It has taken Kim Petras 15 years to get a debut album out. In the interim, the German singer —songwriter’s steady rise has made her one to watch among pop artists: Her “Era 1” singles, released from 2017 to 2019, were a cool homage to fizzy 2000s bubblegum, and her pair of Halloween-themed mixtapes were edgy, spooky fun. Earlier this year, Petras became the first trans artist to have a Number One hit, with her Sam Smith collaboration “Unholy.”
But the journey to Feed the Beast hasn’t been all Champagne and glitter. Her continued work with Dr. Luke has been troublesome to many music fans, due to accusations of sexual assault and abuse that kept the producer locked in a long-running legal battle with Kesha, which just settled out of court this week. Then, after signing to a major label in 2021, Petras’ original debut album, Problematique, was scrapped entirely and eventually leaked.
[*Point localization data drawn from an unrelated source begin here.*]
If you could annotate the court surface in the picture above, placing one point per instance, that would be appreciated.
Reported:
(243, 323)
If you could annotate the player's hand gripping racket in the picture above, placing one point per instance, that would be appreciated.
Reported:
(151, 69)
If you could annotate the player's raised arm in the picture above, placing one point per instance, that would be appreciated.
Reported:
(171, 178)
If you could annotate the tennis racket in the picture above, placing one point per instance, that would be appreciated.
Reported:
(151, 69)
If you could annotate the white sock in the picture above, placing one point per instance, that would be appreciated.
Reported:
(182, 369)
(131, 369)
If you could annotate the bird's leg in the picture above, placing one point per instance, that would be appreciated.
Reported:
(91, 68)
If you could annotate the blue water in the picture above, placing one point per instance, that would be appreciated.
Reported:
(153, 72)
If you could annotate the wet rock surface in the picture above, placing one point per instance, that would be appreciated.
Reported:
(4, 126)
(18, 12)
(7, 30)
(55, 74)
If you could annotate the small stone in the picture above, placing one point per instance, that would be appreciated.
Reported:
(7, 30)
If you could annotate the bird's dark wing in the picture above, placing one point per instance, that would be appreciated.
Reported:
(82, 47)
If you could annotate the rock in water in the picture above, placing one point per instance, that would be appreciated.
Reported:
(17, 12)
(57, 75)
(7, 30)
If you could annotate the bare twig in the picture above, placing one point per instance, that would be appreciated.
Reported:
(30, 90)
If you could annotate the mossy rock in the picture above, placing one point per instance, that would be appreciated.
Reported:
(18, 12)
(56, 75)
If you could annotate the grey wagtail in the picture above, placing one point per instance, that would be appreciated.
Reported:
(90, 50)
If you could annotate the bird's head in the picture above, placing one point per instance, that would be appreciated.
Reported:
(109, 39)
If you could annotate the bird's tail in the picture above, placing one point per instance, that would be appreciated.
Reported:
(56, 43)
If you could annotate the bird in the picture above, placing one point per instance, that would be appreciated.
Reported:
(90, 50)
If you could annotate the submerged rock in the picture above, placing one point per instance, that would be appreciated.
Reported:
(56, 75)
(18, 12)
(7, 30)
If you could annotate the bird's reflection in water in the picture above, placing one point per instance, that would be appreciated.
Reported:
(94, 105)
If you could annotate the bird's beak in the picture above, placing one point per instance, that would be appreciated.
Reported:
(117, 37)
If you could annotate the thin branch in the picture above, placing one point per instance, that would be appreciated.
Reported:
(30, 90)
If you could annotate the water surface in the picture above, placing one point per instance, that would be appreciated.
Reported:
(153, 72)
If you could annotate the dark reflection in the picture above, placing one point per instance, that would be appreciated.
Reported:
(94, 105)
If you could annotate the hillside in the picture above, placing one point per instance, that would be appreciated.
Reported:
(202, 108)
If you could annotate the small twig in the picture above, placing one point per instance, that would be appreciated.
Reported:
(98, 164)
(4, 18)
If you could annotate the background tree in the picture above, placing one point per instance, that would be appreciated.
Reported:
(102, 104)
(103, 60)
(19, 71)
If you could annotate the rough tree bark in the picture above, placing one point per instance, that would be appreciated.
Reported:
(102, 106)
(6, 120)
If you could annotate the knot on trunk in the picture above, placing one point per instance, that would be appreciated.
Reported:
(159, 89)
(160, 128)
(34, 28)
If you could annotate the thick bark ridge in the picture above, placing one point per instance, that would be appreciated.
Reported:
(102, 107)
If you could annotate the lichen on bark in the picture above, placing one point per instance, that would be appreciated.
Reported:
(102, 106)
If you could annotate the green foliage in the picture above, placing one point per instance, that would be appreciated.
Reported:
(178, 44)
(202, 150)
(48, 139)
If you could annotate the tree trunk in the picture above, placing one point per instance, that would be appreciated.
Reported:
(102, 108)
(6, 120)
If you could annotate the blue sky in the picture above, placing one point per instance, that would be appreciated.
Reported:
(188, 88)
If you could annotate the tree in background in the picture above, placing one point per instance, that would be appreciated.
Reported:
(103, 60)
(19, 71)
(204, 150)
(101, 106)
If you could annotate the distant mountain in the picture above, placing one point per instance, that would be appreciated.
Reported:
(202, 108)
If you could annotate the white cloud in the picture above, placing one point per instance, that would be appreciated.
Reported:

Petras has described her new release as her most “personal” work to date, a project forsaking the characters she embodied on her Turn Off the Lights Halloween projects or even last year’s Slut Pop EP. But somehow this album feels like we’ve gotten even further from who Petras is creatively, losing the weird magnetism and spark that made her past eras feel so fun and against the grain.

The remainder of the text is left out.